Databend Data Ingestion Performance Test: From 3K rows/s to 2.3M rows/s - How to Choose Among 4 Methods
wubxJan 4, 2026
As a cloud-native lakehouse, Databend supports both on-premises and cloud deployments, offering 4 different data ingestion methods. This article explores the performance differences between these methods through testing and attempts to understand the design rationale behind them, helping you choose the most suitable ingestion method for your business scenario.

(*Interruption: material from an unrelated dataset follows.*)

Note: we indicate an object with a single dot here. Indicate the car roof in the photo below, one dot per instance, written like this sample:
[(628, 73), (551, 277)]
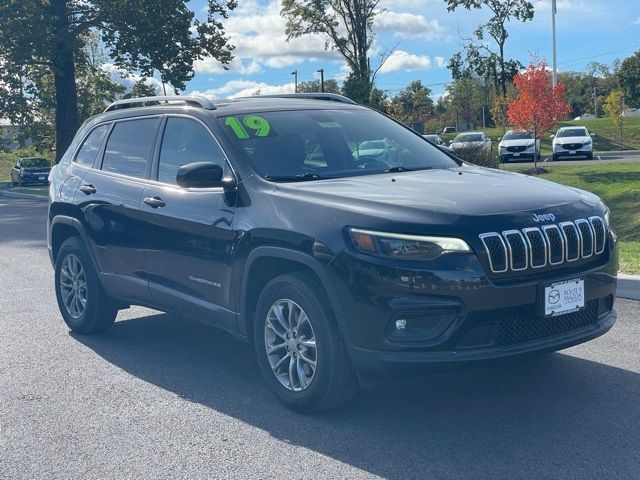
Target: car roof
[(235, 106)]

Databend's Supported Ingestion Methods
Databend provides 4 data ingestion methods suitable for different deployment scenarios:
1. INSERT (Bulk Insert with Presign)
Object storage can be directly accessed by applications, supporting presign mode. Suitable for cloud scenarios, taking full advantage of object storage's feature of not charging for data ingestion traffic.
Short name:
insert
2. INSERT_NO_PRESIGN
Object storage cannot be directly accessed by applications; data is forwarded through Databend nodes. Suitable for on-premises scenarios.
Short name:
insert_no_presign
3. STREAMING_LOAD
Supports direct streaming ingestion of common formats like CSV, NDJSON, and Parquet. This is a highly accepted approach for on-premises scenarios. Suitable for real-time data ingestion.
Short name:
streaming_load
4. STAGE_LOAD (Copy Into)
Batch loading based on object storage, capable of processing CSV, NDJSON, Parquet, ORC files and their compressed formats. This is the highest-performance cloud-native ingestion method.
Short name:
stage_load
💡 Tip: All four methods can be directly implemented via Java using
databend-jdbc
💻 Code Examples
1. INSERT (Bulk Insert)
Use Case: Cloud scenarios where object storage is accessible to applications
Properties props = new Properties();
props.setProperty("user", "root");
props.setProperty("password", "password");
try (Connection conn = DriverManager.getConnection("jdbc:databend://host:8000/db", props)) {
conn.setAutoCommit(false);
String sql = "INSERT INTO bench_insert (id, name, birthday, address, ...) VALUES (?, ?, ?, ?, ...)";
try (PreparedStatement ps = conn.prepareStatement(sql)) {
// Batch insert
for (int i = 0; i < batchSize; i++) {
ps.setLong(1, i);
ps.setString(2, "name_" + i);
ps.setString(3, "2024-01-01");
ps.setString(4, "address_" + i);
// ... Set other fields
ps.addBatch();
}
ps.executeBatch(); // Execute batch insert
}
}
Features:
- Uses presign URLs, data is written directly to object storage
- Suitable for cloud scenarios, reducing network costs
2. INSERT_NO_PRESIGN
Use Case: On-premises scenarios where object storage cannot be directly accessed by applications
Properties props = new Properties();
props.setProperty("user", "root");
props.setProperty("password", "password");
props.setProperty("presigned_url_disabled", "true"); // Key configuration: disable presign
try (Connection conn = DriverManager.getConnection("jdbc:databend://host:8000/db", props)) {
conn.setAutoCommit(false);
String sql = "INSERT INTO bench_insert (id, name, birthday, ...) VALUES (?, ?, ?, ...)";
try (PreparedStatement ps = conn.prepareStatement(sql)) {
for (int i = 0; i < batchSize; i++) {
ps.setLong(1, i);
ps.setString(2, "name_" + i);
// ... Set other fields
ps.addBatch();
}
ps.executeBatch();
}
}
Features:
- Simply add to the connection string, no other changes needed
presigned_url_disabled=true - Data is forwarded to object storage through Databend nodes
3. STREAMING_LOAD
Use Case: Real-time ingestion in on-premises scenarios, supporting multiple formats
import com.databend.jdbc.DatabendConnection;
import com.databend.jdbc.DatabendConnectionExtension;
Properties props = new Properties();
props.setProperty("user", "root");
props.setProperty("password", "password");
try (Connection conn = DriverManager.getConnection("jdbc:databend://host:8000/db", props)) {
DatabendConnection databendConn = conn.unwrap(DatabendConnection.class);
// Construct CSV data
String csvData = """
1,batch_1,name_1,2024-01-01,address_1,...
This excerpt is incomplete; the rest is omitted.